[WikiEN-l] Foundational rumblings
Jay Litwyn
brewhaha at freenet.edmonton.ab.ca
Wed Sep 23 13:12:49 UTC 2009
"Charles Matthews" <charles.r.matthews at ntlworld.com> wrote in message
news:4AB356B7.3090306 at ntlworld.com...
> Over in the recondite if productive arena of WikiProject Mathematics,
> fresh eyeballs have been looking over articles in areas that retain a
> structure imposed up to five years ago, and not much liking what they
> see. Basically there were POV forks introduced in areas, to calm down
> edit wars, at a time when the "POV fork" concept was not so well
> understood. I remember well the relief with which User:Kevin Baas was
> given a sandbox for his treatment of tensors.
>
> So now it doesn't all look so good any more. This cuts to fundamentals,
> because mathematicians feel that the topic sentence in an article should
> serve as a definition. For comparison, I looked at [[quantum field
> theory]] for a comparison: reads "Quantum field theory (QFT) provides a
> theoretical framework for constructing quantum mechanical models of
> systems classically described by fields or of many-body systems." So it
> tells you what QFT does, not what it is (unsurprising, with the jury
> still out). The mathematicians' take is clearly limited to areas where
> you can say definitely what something is (i.e. the domain of axiomatic
> definitions).
>
> That being said, there seems to be the scope for clarifying how an area
> that is axiomatic should be organised according to our revered
> principles of summary style (WP:SS). There are numerous instances, it
> seems, where we have "menu style" in place of "summary style", i.e.

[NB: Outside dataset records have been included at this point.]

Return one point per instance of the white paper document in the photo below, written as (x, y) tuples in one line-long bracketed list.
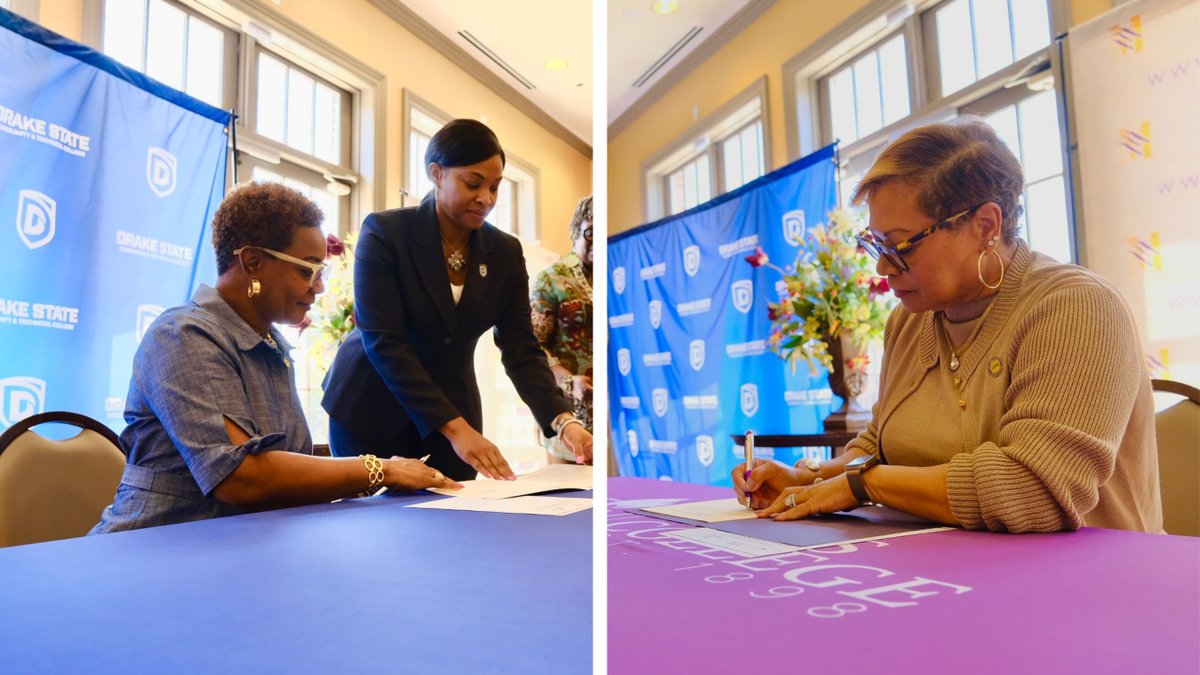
[(553, 477), (526, 505), (715, 511), (748, 547)]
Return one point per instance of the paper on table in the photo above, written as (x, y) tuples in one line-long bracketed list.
[(553, 477), (748, 547), (526, 505), (715, 511)]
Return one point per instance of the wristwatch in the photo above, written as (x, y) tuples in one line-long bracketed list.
[(855, 471)]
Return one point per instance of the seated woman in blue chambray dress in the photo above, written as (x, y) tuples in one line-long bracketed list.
[(215, 425)]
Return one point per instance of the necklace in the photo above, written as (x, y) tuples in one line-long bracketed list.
[(455, 260)]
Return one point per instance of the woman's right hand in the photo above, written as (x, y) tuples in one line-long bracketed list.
[(408, 473), (767, 481), (477, 451)]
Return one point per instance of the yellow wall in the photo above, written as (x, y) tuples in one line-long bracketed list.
[(762, 48), (376, 40)]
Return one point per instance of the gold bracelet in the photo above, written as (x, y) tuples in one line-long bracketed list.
[(375, 472)]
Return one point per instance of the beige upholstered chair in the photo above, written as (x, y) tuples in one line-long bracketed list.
[(1179, 459), (55, 489)]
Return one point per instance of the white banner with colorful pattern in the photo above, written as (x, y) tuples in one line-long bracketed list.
[(1135, 87)]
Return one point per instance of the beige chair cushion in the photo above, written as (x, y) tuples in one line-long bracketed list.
[(1179, 465), (55, 489)]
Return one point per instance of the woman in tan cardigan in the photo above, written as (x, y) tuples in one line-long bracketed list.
[(1013, 395)]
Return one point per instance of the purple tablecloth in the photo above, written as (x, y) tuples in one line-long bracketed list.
[(1095, 601)]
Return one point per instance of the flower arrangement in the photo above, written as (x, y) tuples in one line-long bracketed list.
[(331, 317), (832, 292)]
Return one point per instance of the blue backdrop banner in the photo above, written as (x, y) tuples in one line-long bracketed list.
[(107, 183), (688, 328)]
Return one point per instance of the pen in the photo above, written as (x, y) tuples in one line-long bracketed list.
[(748, 444), (384, 489)]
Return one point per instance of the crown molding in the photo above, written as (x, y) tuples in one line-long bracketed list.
[(413, 23)]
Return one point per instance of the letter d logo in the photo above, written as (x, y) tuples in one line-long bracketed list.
[(36, 214), (161, 171)]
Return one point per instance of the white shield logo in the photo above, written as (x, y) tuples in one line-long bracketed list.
[(743, 296), (618, 280), (691, 260), (147, 314), (21, 398), (161, 171), (696, 354), (793, 227), (35, 217), (749, 399), (705, 449), (659, 395)]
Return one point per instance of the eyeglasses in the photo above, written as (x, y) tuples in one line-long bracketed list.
[(894, 255), (316, 270)]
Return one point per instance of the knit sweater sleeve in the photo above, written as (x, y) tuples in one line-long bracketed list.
[(1074, 365)]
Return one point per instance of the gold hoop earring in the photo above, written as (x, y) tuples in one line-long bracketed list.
[(990, 249)]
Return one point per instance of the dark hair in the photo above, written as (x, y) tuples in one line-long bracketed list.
[(261, 214), (582, 214), (462, 143), (953, 167)]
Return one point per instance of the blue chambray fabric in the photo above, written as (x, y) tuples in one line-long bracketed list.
[(197, 364)]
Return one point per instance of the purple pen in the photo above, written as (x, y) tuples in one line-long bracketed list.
[(748, 446)]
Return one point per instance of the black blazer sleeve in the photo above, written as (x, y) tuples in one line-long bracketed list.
[(522, 357), (379, 310)]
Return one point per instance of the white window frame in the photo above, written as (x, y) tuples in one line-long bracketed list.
[(259, 28), (803, 75), (705, 137)]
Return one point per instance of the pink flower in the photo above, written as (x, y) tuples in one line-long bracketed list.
[(334, 246), (759, 258)]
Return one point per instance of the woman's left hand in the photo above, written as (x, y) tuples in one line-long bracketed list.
[(828, 496), (577, 440)]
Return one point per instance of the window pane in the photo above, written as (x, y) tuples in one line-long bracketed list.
[(751, 153), (300, 89), (894, 71), (731, 156), (954, 47), (994, 43), (1031, 25), (328, 124), (689, 186), (1005, 123), (1048, 228), (867, 94), (125, 31), (703, 179), (1039, 136), (675, 186), (205, 52), (271, 97), (419, 181), (165, 43), (841, 106)]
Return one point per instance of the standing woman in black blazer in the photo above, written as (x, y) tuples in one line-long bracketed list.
[(427, 282)]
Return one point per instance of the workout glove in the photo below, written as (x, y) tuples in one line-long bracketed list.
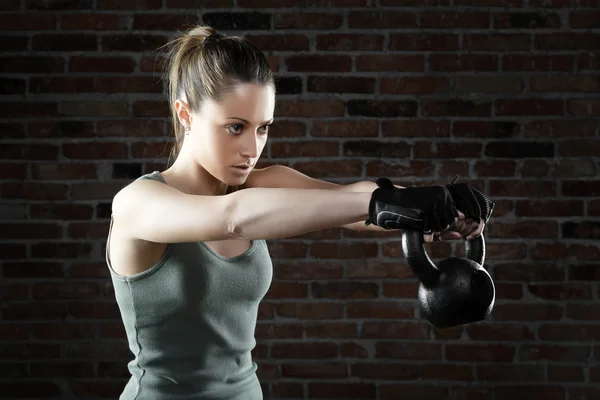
[(470, 201), (428, 208)]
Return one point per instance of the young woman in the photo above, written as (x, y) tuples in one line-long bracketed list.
[(186, 247)]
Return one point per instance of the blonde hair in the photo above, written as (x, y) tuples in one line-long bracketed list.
[(202, 69)]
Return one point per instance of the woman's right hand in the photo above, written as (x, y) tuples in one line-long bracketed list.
[(426, 208)]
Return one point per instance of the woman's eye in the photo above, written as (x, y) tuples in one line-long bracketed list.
[(265, 128), (234, 129)]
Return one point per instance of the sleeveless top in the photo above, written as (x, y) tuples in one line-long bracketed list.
[(190, 322)]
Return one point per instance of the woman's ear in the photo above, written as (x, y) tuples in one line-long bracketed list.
[(183, 112)]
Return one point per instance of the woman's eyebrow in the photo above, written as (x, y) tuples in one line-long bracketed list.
[(246, 121)]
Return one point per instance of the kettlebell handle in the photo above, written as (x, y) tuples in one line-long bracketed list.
[(413, 247)]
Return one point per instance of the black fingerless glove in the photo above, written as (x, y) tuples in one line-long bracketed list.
[(470, 201), (427, 208)]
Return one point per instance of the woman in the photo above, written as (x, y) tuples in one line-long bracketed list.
[(186, 247)]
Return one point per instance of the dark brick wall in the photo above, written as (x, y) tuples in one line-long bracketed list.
[(505, 95)]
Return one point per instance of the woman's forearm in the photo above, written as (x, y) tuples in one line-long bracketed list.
[(273, 213), (362, 186)]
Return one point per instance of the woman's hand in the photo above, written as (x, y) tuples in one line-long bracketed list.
[(461, 228)]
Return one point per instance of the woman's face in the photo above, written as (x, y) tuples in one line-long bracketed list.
[(233, 132)]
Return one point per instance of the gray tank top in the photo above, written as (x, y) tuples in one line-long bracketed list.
[(190, 322)]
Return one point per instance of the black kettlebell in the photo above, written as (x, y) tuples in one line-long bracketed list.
[(455, 292)]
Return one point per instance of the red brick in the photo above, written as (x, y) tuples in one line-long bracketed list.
[(414, 85), (522, 188), (287, 390), (565, 83), (308, 108), (500, 332), (101, 64), (32, 152), (412, 391), (455, 20), (583, 312), (331, 330), (163, 22), (149, 108), (527, 392), (305, 149), (390, 62), (588, 188), (380, 310), (579, 148), (70, 85), (344, 128), (523, 229), (95, 151), (31, 388), (313, 310), (326, 84), (279, 331), (381, 20), (564, 373), (14, 332), (567, 332), (308, 270), (471, 62), (456, 107), (453, 168), (562, 251), (318, 63), (193, 4), (374, 269), (303, 350), (447, 150), (527, 312), (307, 21), (27, 22), (587, 61), (308, 371), (11, 5), (554, 353), (341, 390), (511, 373), (560, 128), (594, 208), (447, 372), (348, 42), (583, 107), (412, 3), (344, 290), (492, 3), (354, 350), (522, 62), (530, 107), (485, 84), (281, 42), (395, 330), (567, 41), (423, 42), (139, 84), (93, 22), (562, 291), (495, 168), (408, 350), (549, 208), (388, 371), (527, 20)]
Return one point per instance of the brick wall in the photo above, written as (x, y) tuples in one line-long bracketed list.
[(504, 95)]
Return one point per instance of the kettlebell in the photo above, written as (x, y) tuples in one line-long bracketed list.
[(455, 292)]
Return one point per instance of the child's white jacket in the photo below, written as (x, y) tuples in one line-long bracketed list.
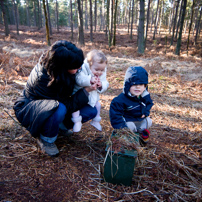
[(83, 78)]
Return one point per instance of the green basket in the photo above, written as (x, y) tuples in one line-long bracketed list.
[(119, 167)]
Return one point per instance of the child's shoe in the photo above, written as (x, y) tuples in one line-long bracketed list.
[(96, 123), (77, 124), (144, 136)]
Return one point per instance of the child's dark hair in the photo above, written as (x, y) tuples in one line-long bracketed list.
[(61, 56), (96, 55)]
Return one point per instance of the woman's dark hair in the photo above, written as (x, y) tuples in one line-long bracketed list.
[(61, 56)]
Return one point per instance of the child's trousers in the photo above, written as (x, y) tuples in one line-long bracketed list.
[(139, 126)]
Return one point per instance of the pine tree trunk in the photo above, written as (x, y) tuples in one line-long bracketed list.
[(39, 24), (141, 28), (72, 26), (80, 24), (16, 17), (148, 10), (28, 14), (179, 18), (156, 20), (91, 22), (46, 21), (198, 26), (132, 17), (107, 24), (111, 19), (95, 16), (4, 18), (174, 23), (56, 15), (177, 52), (115, 13), (161, 16), (192, 14), (49, 20), (171, 15), (152, 18), (86, 14)]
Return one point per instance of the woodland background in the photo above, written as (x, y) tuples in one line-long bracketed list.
[(162, 36)]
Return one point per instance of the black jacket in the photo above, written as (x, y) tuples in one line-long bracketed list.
[(38, 101)]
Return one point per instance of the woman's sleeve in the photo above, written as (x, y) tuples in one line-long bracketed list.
[(77, 101)]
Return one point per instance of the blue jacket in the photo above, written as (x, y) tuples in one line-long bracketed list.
[(125, 107)]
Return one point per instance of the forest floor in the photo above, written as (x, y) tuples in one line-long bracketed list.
[(169, 168)]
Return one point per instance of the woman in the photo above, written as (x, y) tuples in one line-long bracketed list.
[(47, 101)]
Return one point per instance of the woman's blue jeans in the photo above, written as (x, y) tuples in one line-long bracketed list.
[(50, 130)]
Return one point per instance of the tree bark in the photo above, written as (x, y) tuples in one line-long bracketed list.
[(178, 23), (16, 17), (86, 14), (174, 23), (72, 27), (91, 22), (177, 52), (198, 26), (56, 15), (190, 25), (49, 19), (156, 20), (4, 18), (46, 22), (115, 13), (132, 17), (148, 10), (80, 24), (95, 16), (141, 28), (28, 14)]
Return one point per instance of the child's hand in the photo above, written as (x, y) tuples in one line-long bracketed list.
[(99, 83), (93, 80), (91, 88)]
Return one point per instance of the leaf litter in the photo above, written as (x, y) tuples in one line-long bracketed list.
[(169, 168)]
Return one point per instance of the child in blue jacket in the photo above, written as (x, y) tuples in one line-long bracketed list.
[(131, 108)]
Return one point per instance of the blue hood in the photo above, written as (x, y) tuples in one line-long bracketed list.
[(134, 76)]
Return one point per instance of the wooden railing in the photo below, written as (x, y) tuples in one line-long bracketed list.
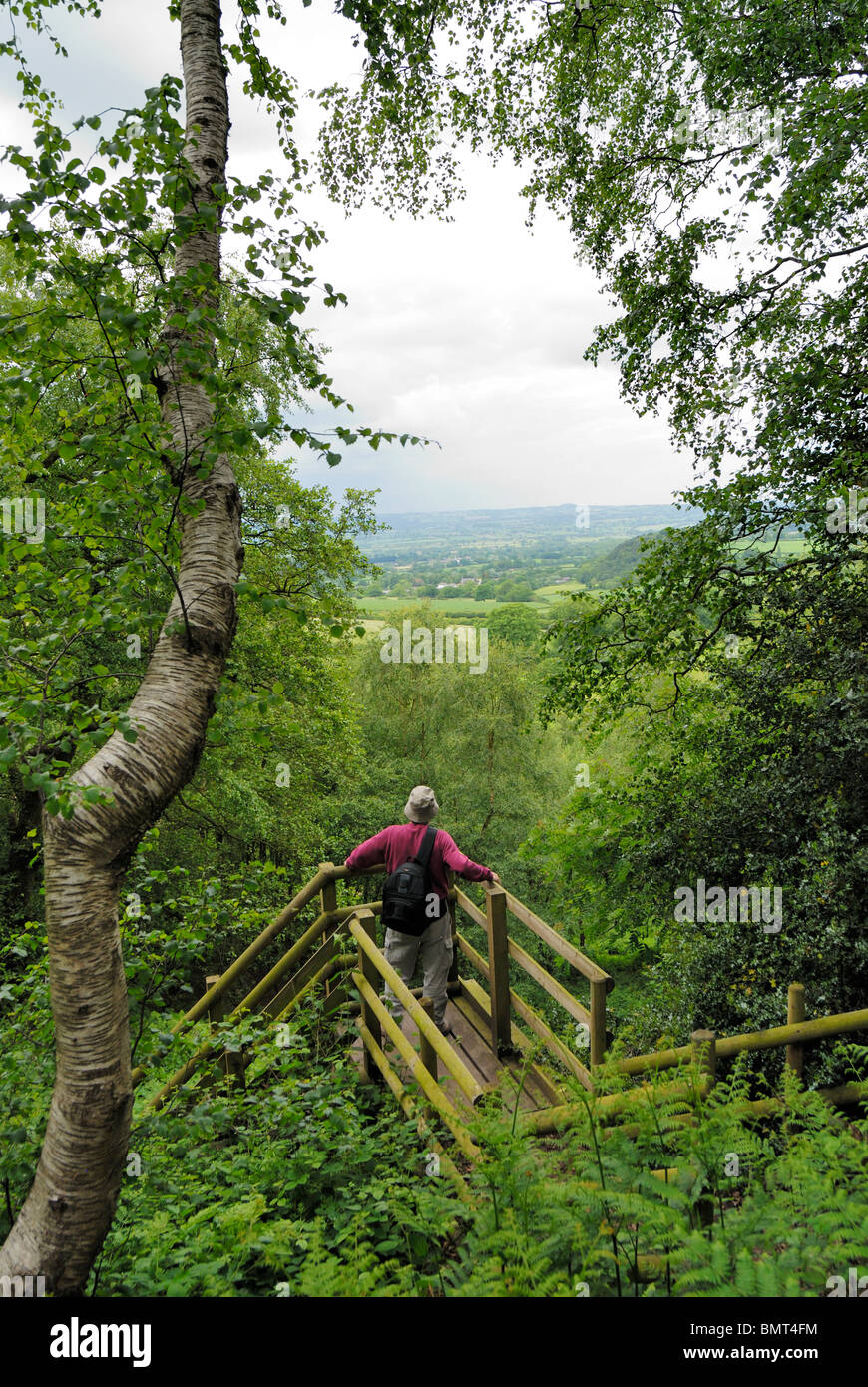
[(505, 1000), (316, 957), (326, 950)]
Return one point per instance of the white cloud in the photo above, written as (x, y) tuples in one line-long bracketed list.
[(470, 331)]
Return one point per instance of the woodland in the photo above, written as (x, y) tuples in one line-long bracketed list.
[(195, 713)]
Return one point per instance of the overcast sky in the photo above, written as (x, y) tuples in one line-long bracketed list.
[(468, 331)]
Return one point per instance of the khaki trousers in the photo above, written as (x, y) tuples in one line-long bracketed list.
[(434, 943)]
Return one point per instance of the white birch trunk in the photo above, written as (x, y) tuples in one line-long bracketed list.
[(71, 1204)]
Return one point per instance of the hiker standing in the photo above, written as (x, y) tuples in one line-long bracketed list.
[(395, 846)]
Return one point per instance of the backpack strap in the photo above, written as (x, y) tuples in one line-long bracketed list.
[(426, 847)]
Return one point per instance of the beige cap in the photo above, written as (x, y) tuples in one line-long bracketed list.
[(422, 806)]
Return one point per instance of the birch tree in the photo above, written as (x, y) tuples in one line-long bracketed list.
[(118, 470)]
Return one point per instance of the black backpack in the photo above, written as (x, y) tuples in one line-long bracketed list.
[(406, 891)]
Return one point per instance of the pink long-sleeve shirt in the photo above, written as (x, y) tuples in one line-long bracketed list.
[(399, 842)]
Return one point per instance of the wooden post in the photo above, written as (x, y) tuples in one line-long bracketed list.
[(498, 963), (426, 1050), (704, 1055), (452, 975), (598, 1021), (367, 968), (327, 903), (795, 1013), (229, 1064), (704, 1052)]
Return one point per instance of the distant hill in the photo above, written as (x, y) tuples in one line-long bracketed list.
[(526, 522)]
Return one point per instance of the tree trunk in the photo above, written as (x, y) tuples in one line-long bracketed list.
[(74, 1194)]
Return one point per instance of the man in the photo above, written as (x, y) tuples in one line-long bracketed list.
[(394, 846)]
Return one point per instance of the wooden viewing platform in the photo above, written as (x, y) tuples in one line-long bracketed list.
[(498, 1038)]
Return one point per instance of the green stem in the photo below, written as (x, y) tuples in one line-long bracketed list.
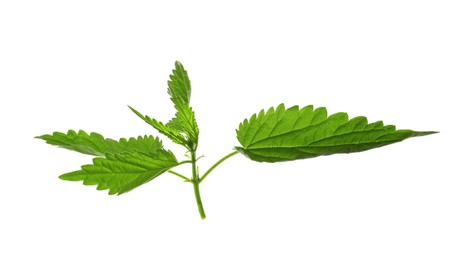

> different treatments according to taste. The foundational issue does
> seem to need addressing, and could cause quite some upheavals (such as
> we have got out of the habit of living with). It could be that we now
> accept articles with titles like [[introduction to string theory]], as
> pedagogic stepping stones. But neutrality means, surely, that treatments
> that are really "introduction to X from the POV of Y" are out of place,
> or at least to be seriously deprecated.
In "The Edge of Tomorrow", Isaac Asimov did a good treatment of
forks in mathematics. Three of them stem from variations on
Euclid's fifth postlate, which defines parallel. It's an excellent book;
alternates fact with tangential fiction.
_______
Quantum Mechanics, n.: The dreams from which stuff is made.